我正在尝试用Python学习神经网络,我开发了一个基于Logistic回归的NN的实现。在
这是密码-
import numpy as np
# Input array
X = np.array([[1, 0, 1, 0], [1, 0, 1, 1], [0, 1, 0, 1]])
# Output
y = np.array([[1], [1], [0]])
# Sigmoid Function
def sigmoid(x):
return 1 / (1 + np.exp(-x))
# Derivative of Sigmoid Function
def ddx_sigmoid(x):
return x * (1 - x)
##### Initialization - BEGIN #####
# Setting training iterations
iterations_max = 500000
# Learning Rate
alpha = 0.5
# Number of Neruons in Input Layer = Number of Features in the data set
inputlayer_neurons = X.shape[1]
# Number of Neurons in the Hidden Layer
hiddenlayer_neurons = 3 # number of hidden layers neurons
# Number of Neurons at the Output Layer
output_neurons = 1 # number of neurons at output layer
# weight and bias initialization
wh = np.random.uniform(size=(inputlayer_neurons, hiddenlayer_neurons))
bh = np.random.uniform(size=(1, hiddenlayer_neurons))
wout = np.random.uniform(size=(hiddenlayer_neurons, output_neurons))
bout = np.random.uniform(size=(1, output_neurons))

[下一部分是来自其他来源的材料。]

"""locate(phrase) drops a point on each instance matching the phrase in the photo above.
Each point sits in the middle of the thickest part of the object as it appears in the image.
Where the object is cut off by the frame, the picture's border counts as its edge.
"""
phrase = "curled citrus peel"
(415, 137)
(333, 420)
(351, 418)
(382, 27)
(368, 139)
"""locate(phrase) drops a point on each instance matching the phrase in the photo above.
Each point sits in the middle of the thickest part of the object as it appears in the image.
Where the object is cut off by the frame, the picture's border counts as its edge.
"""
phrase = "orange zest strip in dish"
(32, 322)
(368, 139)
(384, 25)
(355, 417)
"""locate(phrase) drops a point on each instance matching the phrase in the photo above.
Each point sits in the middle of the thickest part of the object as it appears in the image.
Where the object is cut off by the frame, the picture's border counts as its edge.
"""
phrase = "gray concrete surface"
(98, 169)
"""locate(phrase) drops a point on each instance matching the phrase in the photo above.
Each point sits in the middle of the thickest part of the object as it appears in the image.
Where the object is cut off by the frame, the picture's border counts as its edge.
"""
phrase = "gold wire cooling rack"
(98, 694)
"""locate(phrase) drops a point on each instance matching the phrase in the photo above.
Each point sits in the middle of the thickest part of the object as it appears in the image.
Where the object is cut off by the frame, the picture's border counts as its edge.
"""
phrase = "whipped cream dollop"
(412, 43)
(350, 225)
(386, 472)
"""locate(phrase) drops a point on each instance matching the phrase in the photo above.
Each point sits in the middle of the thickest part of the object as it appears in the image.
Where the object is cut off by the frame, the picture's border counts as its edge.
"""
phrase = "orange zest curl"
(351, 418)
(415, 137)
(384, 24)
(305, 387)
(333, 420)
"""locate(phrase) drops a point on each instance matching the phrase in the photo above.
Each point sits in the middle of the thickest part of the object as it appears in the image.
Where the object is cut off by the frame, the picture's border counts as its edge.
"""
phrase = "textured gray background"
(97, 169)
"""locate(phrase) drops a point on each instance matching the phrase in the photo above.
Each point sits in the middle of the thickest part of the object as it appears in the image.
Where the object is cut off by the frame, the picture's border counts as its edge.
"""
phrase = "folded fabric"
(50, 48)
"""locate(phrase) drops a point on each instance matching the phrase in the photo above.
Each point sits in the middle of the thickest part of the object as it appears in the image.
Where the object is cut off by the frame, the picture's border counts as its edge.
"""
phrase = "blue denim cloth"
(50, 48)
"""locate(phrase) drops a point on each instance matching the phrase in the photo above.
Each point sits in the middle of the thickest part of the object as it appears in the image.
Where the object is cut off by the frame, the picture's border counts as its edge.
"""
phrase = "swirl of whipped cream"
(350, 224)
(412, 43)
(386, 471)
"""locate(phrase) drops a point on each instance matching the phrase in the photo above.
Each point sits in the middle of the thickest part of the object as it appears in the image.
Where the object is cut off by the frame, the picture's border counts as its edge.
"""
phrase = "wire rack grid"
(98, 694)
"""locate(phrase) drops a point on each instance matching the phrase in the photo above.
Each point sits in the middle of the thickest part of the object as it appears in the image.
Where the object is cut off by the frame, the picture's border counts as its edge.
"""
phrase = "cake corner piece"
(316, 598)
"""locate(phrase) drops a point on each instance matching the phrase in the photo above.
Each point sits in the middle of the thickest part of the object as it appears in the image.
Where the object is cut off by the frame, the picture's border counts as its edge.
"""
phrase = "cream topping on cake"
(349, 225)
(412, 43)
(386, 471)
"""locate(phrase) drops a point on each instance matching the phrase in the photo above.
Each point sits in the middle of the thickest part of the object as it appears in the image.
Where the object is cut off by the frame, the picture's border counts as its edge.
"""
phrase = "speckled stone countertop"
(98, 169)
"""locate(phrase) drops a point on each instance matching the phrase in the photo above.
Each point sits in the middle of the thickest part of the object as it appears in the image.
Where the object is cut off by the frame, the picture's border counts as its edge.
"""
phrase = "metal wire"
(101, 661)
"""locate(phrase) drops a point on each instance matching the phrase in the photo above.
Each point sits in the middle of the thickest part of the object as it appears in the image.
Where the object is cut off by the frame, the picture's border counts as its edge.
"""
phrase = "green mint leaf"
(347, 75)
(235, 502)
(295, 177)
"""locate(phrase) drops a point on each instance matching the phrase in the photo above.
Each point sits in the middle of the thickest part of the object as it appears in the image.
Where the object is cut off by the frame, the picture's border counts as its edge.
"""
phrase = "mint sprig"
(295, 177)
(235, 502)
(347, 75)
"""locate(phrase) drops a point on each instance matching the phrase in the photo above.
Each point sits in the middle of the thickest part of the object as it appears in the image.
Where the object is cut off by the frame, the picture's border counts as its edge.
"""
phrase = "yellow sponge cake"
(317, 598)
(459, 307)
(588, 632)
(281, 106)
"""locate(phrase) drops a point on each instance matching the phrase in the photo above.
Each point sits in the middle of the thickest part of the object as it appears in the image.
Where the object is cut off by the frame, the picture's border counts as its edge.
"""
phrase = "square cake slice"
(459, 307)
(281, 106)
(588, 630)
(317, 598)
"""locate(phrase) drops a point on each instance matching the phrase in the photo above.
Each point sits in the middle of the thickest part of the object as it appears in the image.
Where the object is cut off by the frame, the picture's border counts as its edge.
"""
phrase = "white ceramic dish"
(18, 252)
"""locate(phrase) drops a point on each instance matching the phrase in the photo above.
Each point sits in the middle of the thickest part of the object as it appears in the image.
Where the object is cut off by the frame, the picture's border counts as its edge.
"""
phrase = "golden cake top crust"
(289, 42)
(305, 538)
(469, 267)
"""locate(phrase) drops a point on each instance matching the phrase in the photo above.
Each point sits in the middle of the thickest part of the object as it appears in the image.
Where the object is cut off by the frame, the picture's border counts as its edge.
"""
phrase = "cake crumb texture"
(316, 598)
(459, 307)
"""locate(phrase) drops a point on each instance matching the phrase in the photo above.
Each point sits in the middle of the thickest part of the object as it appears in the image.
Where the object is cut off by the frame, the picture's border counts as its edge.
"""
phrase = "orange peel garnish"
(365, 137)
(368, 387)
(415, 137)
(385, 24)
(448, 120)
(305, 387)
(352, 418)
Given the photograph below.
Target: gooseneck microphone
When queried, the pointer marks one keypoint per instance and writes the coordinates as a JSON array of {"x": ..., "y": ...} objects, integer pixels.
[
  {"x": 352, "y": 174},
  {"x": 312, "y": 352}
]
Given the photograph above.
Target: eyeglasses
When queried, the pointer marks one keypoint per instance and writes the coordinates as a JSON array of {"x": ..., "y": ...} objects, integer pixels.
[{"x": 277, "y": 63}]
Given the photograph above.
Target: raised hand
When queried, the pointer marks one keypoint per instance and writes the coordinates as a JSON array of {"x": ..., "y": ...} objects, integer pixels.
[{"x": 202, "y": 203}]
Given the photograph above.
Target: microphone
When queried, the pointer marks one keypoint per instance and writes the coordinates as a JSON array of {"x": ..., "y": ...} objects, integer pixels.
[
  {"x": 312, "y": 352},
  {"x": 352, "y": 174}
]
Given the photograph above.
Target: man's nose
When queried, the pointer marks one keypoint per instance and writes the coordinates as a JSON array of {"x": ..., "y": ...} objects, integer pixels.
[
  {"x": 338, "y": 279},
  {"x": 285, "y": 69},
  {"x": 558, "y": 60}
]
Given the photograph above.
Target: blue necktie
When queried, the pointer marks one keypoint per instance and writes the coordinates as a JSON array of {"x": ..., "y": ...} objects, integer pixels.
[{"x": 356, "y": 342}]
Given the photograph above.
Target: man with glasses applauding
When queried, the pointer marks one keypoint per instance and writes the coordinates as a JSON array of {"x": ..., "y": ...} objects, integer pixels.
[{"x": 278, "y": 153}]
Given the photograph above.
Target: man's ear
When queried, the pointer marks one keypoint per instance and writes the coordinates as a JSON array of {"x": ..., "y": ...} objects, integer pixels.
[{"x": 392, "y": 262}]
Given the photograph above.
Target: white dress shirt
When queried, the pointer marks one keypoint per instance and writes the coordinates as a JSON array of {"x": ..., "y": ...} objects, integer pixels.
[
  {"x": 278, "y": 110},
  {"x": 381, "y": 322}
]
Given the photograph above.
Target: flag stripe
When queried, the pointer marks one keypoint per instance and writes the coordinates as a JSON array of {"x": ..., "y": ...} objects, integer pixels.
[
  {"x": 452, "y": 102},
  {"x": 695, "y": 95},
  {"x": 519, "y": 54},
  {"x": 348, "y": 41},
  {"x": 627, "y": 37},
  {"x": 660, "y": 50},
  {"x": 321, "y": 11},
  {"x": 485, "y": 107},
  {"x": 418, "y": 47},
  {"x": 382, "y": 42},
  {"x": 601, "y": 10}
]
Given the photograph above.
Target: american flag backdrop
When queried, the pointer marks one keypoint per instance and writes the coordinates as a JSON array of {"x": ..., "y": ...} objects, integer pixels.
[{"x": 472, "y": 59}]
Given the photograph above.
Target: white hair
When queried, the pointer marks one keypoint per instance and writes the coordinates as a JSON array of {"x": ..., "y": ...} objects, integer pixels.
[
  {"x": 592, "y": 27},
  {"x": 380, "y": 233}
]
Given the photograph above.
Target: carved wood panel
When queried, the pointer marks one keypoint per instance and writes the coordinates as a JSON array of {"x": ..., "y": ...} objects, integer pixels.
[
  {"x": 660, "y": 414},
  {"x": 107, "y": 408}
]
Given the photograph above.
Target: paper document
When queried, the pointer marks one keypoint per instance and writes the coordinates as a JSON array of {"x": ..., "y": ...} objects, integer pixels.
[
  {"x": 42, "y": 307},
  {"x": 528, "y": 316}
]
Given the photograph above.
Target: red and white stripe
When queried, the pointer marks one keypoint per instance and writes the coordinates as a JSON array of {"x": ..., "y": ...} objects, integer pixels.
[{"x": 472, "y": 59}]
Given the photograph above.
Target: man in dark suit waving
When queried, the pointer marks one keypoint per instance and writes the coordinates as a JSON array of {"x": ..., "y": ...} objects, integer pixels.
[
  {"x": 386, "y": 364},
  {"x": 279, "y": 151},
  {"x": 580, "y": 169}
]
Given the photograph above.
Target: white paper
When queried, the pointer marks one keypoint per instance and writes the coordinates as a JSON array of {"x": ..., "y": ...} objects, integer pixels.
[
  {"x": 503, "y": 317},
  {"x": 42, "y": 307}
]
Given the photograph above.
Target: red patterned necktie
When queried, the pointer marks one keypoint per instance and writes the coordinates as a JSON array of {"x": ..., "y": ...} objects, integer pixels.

##### Initialization - END #####
# Printing of shapes
print "\nShape X: ", X.shape, "\nShape Y: ", y.shape
print "\nShape WH: ", wh.shape, "\nShape BH: ", bh.shape, "\nShape Wout: ", wout.shape, "\nShape Bout: ", bout.shape
# Printing of Values
print "\nwh:\n", wh, "\n\nbh: ", bh, "\n\nwout:\n", wout, "\n\nbout: ", bout
##### TRAINING - BEGIN #####
for i in range(iterations_max):
##### Forward Propagation - BEGIN #####
# Input to Hidden Layer = (Dot Product of Input Layer and Weights) + Bias
hidden_layer_input = (np.dot(X, wh)) + bh
# Activation of input to Hidden Layer by using Sigmoid Function
hiddenlayer_activations = sigmoid(hidden_layer_input)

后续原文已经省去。